John Elstrott, professor of practice in entrepreneurship and executive director of the Levy-Rosenblum Institute for Entrepreneurship, spoke to business leaders, students and entrepreneurs in Boulder, Colo., on Sept. 29 as part of An Evening at the Epicenter, a series of interactive talks produced by Best Organics Inc. and Compass Natural LL C, private, Boulder-based businesses dedicated to promoting local, socially responsible and green businesses. Elstrott’s talk, which focused on his role as chairman of Whole Foods Market as well as on his career as an entrepreneur, was produced in partnership with the University of Colorado Deming Center for Entrepreneurship at the Leeds School of Business.

Ana Iglesias

Ana Iglesias, assistant professor of management, presented “What Markets do Firms Enter? The Interplay of the Resource-Based and Multimarket Logics” at the 2011 Strategic Management Society Annual Conference in Miami Beach, Fla. The paper, co-authored with Bert Cannella, Vladislav Maksimov and Tieying Yu, examines how companies make diversification decisions, defined as a decision to operate in new markets (new products or new geographic regions). With the increasing number of acquisitions, diversified companies may encounter the same rivals across multiple markets. In making such decisions, do they take into account their internal resources—for example, experience in a given product or geographic region—or their competitive environment—for example, where rivals are located? Iglesias and her co-authors develop propositions arguing that companies enter markets where they can more easily leverage their existing resource base and avoid the threat of retaliation from rivals.

Eric Smith

Eric Smith, professor of practice and associate director of the Tulane Energy Institute, delivered a presentation entitled “The Impact of Federal Regulation on the Offshore Oil and Gas Industry” in October to a group of visiting environmental studies students from Princeton University.
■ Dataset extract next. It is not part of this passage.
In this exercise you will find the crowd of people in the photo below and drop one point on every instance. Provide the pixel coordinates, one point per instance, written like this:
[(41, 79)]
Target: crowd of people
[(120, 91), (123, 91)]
Smith also recently presented remarks on “The Regulatory Impacts on the Oil and Gas Industry in the U.S. Gulf of Mexico” in Houston at the International Petroleum Technology Institute, a unit of the American Society of Mechanical Engineers. In April, Smith helped coordinate a one-day session featuring U.S. Commerce Secretary Gary Locke and Small Business Administration Administrator Karen Mills in Tulane’s Lavin-Bernick Center. The session, sponsored by the Goldring Institute of International Business and the World Trade Center, was devoted to explaining the National Export Initiative, a proactive effort aimed at expanding trade opportunities for U.S. businesses. In February 2011, Smith discussed the business case for creating a safety culture in the offshore oil and gas industry as a panelist at the Energy Forum, an annual event co-sponsored by Rice University’s James A. Baker III Institute for Public Policy and PFC Energy, a Washington D.C. energy consultancy. The panel featured representatives from Noble Energy, Chevron-North America E&P, Pride International, BP Global Deepwater Response and PFC Energy.

Benny Zachry

Benny Zachry, adjunct professor of accounting, delivered papers at two recent conferences. In August, Zachry presented “GASB or FASB? An Analysis Suggesting the Need for a Change,” a paper co-authored with Catherine Gaharan and T. K. Patton, at the 2011 American Accounting Association Annual Meeting in Denver, and in September, Zachry presented “Financial Statement Analysis in a Global Economy: The Impact of IFRS on Key Financial Ratios,” co-authored with Krisandra Guidry, at the Financial Services Institute’s Seventh Annual International Symposium in New York.